BuchholzClay

April 8, 2013: Boston Red Sox win ninth consecutive home opener

This article was written by Bill Nowlin

BuchholzClayIn 2005 the Boston Red Sox were defending World Series champions for the first time in 86 years when they beat the New York Yankees in their Fenway Park home opener. The Red Sox won the next year’s home opener, and the next. By 2012, their winning streak in home openers was eight years in a row. This win over the Baltimore Orioles made it nine.

Given that the 2013 Red Sox were following up on two dispiriting seasons—a late and utter collapse in 2011 and a last-place finish in 2012—winning their first two road series against the Yankees and Toronto Blue Jays, then returning home with a 4-2 record and pleasing the sold-out crowd of 37,008 on Monday afternoon, April 8, was a good way to start the season.

The 93-win Orioles had finished in second place in the American League East in 2012, edged out of the playoffs in the AL Division Series by the Yankees. They arrived in Boston with a 3-3 record after winning two of three from the Tampa Bay Rays and losing two of three against the Minnesota Twins.

Opening ceremonies featured a celebration of the 60th year of the Red Sox’ support for the Jimmy Fund and the Dana-Farber Cancer Institute, fighting cancer in children.1

New Red Sox manager John Farrell had Clay Buchholz start. The 28-year-old right-hander was in his seventh season in Boston. He’d had an exceptional 2010 season (17-7, 2.33), in which he’d made the AL All-Star team, but two less-stellar seasons since.
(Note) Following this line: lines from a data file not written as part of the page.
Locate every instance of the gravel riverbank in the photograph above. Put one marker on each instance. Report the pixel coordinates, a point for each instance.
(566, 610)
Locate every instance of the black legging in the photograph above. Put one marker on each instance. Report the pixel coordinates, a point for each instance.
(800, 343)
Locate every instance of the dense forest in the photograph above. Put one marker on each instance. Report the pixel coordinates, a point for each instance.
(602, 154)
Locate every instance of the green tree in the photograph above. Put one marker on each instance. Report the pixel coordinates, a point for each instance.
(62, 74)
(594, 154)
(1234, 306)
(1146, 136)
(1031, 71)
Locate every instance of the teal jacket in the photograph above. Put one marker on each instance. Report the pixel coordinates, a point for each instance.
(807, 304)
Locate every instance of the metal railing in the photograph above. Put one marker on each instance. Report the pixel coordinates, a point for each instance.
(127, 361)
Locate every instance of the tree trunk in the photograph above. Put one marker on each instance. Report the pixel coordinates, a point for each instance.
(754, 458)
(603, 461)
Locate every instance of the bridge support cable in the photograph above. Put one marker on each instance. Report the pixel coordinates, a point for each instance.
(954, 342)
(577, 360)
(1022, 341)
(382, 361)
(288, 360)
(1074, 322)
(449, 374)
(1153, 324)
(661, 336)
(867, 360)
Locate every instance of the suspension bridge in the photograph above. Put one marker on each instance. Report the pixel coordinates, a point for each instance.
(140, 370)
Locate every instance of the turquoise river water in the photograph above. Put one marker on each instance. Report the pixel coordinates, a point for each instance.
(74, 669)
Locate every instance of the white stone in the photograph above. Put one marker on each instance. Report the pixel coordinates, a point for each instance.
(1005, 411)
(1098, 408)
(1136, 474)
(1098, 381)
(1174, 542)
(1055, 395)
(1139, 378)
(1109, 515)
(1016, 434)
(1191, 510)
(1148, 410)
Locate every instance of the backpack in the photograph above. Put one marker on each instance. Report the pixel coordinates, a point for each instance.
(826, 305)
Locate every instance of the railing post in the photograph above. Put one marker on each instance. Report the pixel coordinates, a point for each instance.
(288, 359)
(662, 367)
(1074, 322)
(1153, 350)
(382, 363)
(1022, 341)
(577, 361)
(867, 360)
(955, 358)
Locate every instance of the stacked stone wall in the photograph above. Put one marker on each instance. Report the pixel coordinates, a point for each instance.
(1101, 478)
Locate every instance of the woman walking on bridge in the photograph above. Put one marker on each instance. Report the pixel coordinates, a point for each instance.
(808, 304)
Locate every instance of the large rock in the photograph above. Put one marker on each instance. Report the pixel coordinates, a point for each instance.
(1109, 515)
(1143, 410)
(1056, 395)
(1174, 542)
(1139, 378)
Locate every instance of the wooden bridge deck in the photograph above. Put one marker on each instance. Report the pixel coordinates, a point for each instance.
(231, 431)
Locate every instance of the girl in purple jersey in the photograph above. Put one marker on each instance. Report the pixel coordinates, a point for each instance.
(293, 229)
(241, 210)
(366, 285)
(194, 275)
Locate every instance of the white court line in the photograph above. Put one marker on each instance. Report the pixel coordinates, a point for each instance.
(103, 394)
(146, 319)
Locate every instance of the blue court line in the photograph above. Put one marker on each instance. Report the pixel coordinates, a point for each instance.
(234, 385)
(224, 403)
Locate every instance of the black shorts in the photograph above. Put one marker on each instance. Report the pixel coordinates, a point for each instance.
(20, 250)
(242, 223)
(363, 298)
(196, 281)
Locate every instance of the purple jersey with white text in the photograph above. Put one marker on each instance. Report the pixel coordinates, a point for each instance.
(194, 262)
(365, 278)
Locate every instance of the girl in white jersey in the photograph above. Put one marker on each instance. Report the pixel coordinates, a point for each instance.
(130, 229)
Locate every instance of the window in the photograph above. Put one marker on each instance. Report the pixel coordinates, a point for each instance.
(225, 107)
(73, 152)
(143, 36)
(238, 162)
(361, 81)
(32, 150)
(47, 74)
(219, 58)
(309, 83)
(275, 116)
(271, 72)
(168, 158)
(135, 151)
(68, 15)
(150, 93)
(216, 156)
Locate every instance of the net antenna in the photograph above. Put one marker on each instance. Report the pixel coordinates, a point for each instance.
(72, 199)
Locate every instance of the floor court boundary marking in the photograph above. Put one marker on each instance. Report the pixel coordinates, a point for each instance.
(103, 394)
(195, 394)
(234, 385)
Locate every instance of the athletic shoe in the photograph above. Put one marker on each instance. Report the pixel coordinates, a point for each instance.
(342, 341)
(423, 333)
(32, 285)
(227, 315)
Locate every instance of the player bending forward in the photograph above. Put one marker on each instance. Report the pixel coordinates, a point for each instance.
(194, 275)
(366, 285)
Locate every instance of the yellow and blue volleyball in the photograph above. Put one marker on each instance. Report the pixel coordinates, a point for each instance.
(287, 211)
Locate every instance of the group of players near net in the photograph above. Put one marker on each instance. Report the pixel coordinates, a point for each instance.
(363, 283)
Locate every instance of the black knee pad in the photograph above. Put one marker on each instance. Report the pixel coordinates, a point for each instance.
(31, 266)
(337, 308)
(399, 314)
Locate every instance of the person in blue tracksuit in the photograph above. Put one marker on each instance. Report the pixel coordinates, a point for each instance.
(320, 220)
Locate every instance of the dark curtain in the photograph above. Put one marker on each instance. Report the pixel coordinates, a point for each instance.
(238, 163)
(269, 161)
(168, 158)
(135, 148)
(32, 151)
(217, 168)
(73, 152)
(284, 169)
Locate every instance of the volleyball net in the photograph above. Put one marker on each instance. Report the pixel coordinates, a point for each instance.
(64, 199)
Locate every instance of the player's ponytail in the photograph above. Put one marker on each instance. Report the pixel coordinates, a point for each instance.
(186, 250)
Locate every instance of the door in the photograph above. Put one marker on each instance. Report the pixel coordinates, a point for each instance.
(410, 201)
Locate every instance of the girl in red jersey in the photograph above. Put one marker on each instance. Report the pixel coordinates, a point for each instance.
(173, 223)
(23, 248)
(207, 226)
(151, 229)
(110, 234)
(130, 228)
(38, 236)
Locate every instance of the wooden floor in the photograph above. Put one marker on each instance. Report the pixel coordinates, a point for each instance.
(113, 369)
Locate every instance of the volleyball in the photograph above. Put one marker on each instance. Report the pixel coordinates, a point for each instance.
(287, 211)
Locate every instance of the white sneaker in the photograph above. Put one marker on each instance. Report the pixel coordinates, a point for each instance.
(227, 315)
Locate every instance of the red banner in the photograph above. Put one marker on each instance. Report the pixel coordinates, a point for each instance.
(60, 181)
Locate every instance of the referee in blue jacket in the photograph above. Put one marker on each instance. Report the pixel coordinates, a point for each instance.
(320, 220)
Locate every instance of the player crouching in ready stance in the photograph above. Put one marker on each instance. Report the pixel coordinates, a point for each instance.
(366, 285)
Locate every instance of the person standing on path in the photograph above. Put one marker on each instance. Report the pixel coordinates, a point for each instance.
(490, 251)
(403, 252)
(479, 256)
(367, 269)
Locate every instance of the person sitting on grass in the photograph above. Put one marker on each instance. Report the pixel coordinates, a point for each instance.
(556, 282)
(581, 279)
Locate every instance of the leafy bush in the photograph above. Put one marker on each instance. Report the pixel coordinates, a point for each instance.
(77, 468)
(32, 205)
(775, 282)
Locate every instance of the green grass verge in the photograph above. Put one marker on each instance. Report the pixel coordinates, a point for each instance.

He’d had a winning record each year, despite the team having a losing record in 2012, but his ERA had climbed more than a full run each year—to 3.48 and then 4.56. He had won his first start in 2013, allowing just one run in seven innings against the Yankees on April 3.

Starting for Buck Showalter’s Baltimore Orioles was a left-hander, Taiwan native Wei-Yin Chen. At 27, Chen was in his second year in the majors, and he had been 12-11 (4.02) as a rookie, finishing fourth in the AL Rookie of the Year voting.2 He’d had a no-decision against the Rays in his first 2013 start, on April 3.

Neither team scored for the first six innings.

Leading off the first for the Orioles was left fielder Nate McLouth. He singled up the middle but never got as far as second.

Buchholz walked Chris Davis to lead off the second inning.3 The Baltimore first baseman likewise advanced no farther.

In the third, Buchholz gave up back-to-back two-out singles to Manny Machado and Nick Markakis but struck out Adam Jones to strand them.

The only Boston baserunner off Chen in the first three innings was left fielder Daniel Nava, who walked in the second.

Davis again worked a walk off Buchholz to lead off the fourth, but he was forced at second and then J.J. Hardy hit into a 4-6-3 double play. In the bottom of the inning, Shane Victorino singled to left off Chen, Boston’s first base hit, but he was caught stealing. After Dustin Pedroia walked, Mike Napoli—who had homered and driven in four runs in the previous day’s 13-0 rout of the Blue Jays—hit into a 4-6-3 double play.

McLouth drew a walk in the top of the fifth. Nava singled in the bottom of the fifth. Neither got as far as second base.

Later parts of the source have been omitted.